Here is Matt Levine again on the evolution of the SEC’s crypto enforcement since 2017. He describes the early days as:

The SEC’s 2017ish ICO crackdown was very much a ’33 Act crackdown: People were raising money by selling scammy stock-like tokens, and the SEC shut down their scams, one at a time.

And one result of this approach is that Coinmarketcap.com lists 10,408 crypto tokens, and only a handful of them have been sued by the SEC for doing illegal securities offerings. Maybe that’s fine! Maybe the SEC’s crackdown on ICOs deterred 30,000 other, scammier crypto projects from launching; maybe the 10,000 current crypto tokens are all pretty good and not scammy.

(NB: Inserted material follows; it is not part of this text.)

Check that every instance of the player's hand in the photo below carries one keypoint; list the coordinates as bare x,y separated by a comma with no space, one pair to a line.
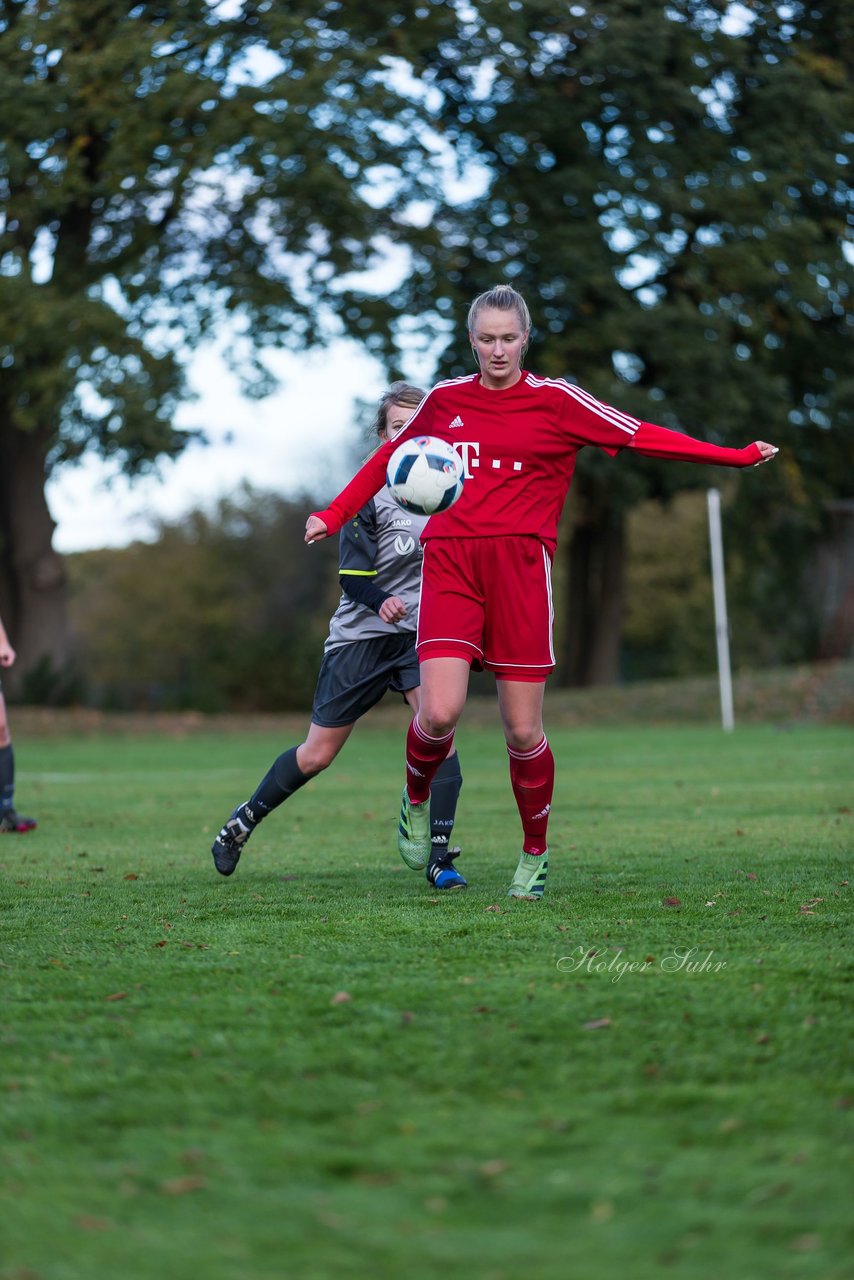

That’s different than today’s approach, which is coming under the ’34 Act:

What can the SEC do about it? Well, it can go sue thousands of crypto projects, but that is hard not only because there are thousands of them but because many will be decentralized and/or foreign enough that they are hard to sue.

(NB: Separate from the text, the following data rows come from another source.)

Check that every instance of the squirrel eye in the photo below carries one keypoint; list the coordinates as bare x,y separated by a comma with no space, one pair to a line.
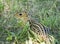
20,14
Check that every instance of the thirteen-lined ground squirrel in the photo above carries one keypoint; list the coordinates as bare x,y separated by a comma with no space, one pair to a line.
36,27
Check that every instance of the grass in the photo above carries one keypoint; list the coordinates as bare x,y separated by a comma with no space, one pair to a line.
46,12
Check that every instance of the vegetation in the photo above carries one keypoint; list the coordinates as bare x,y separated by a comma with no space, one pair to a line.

Also some of them didn’t do anything wrong: Solana, let’s say, did do a securities offering of SOL tokens, but legally, selling them to venture capitalists in private placements subject to appropriate SAFTs and lockups. The fact that those tokens now trade publicly, with less disclosure and fewer investor safeguards than the SEC would like, is, from the SEC’s perspective, unfortunate. But it’s not exactly Solana’s fault, or rather it is Solana’s fault but in a perfectly legal way.

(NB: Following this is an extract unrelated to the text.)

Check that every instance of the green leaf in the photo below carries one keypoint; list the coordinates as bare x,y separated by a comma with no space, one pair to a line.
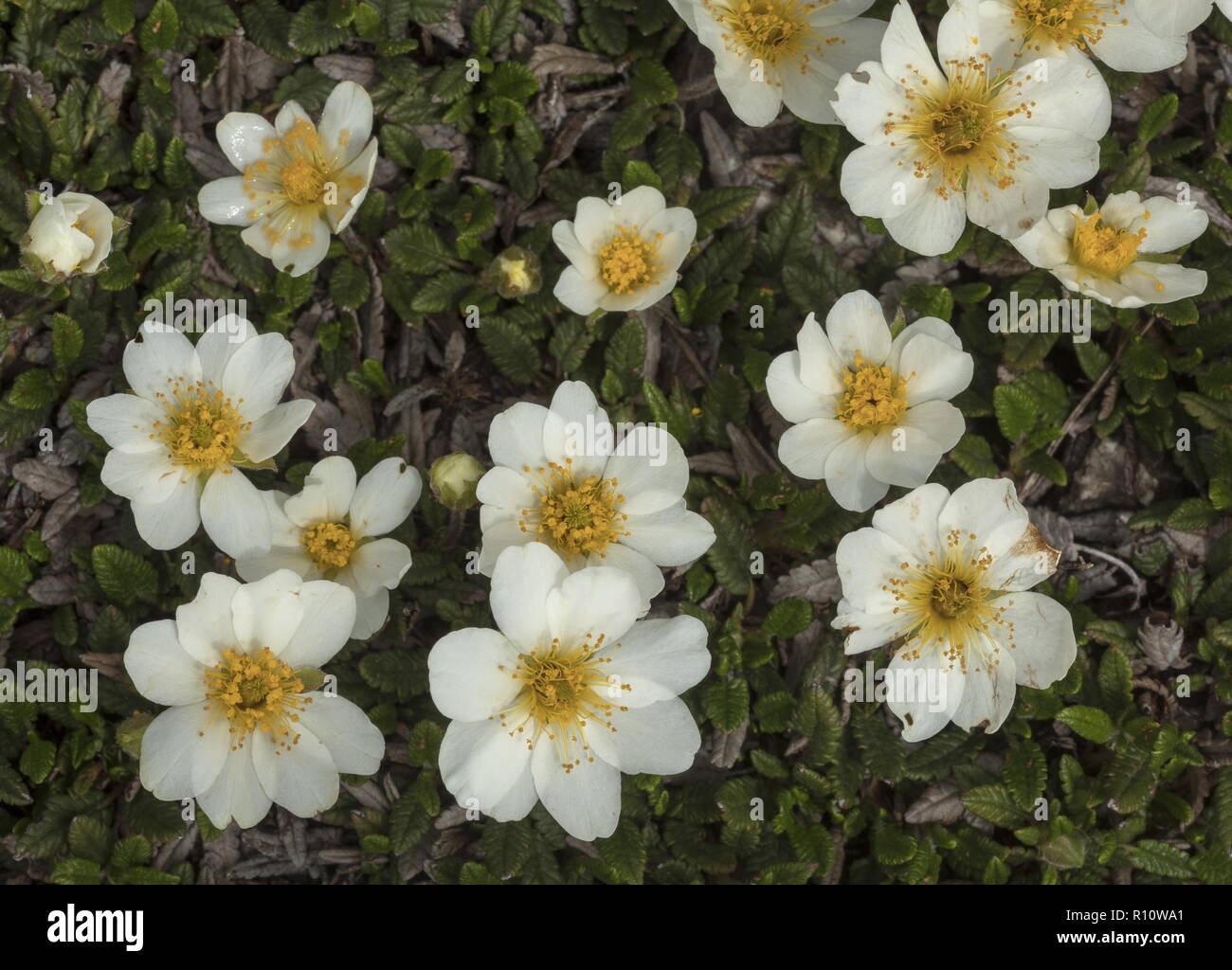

But what the SEC can do is sue crypto exchanges. What it can do is try to shut down Coinbase Inc., the biggest US crypto exchange, and shut Binance, the biggest global crypto exchange, out of the US market. And it can go after other companies — Bittrex, Kraken, Gemini — that offer crypto trading to US customers. Because if it is illegal to operate a crypto exchange in the US, then US customers won’t be able to trade crypto, which means that they will be protected from the bad aspects — the scams, the lack of disclosure, the lack of investor protections — of crypto.

The column goes on to explain that while the ’33 Act analysis is still important to the current enforcement arguments, there may be nuances that affect where all this lands. John Reed Stark and lots of others think the SEC’s cases are strong. This Reuters article reports that counsel for the defendants in this week’s cases includes lawyers from Wachtell Lipton, Sullivan Cromwell, Latham, Gibson Dunn and Wilmer Hale. So for those of us watching from the sidelines who enjoy the technicalities of securities law, there may be opportunities to geek out when we see the arguments.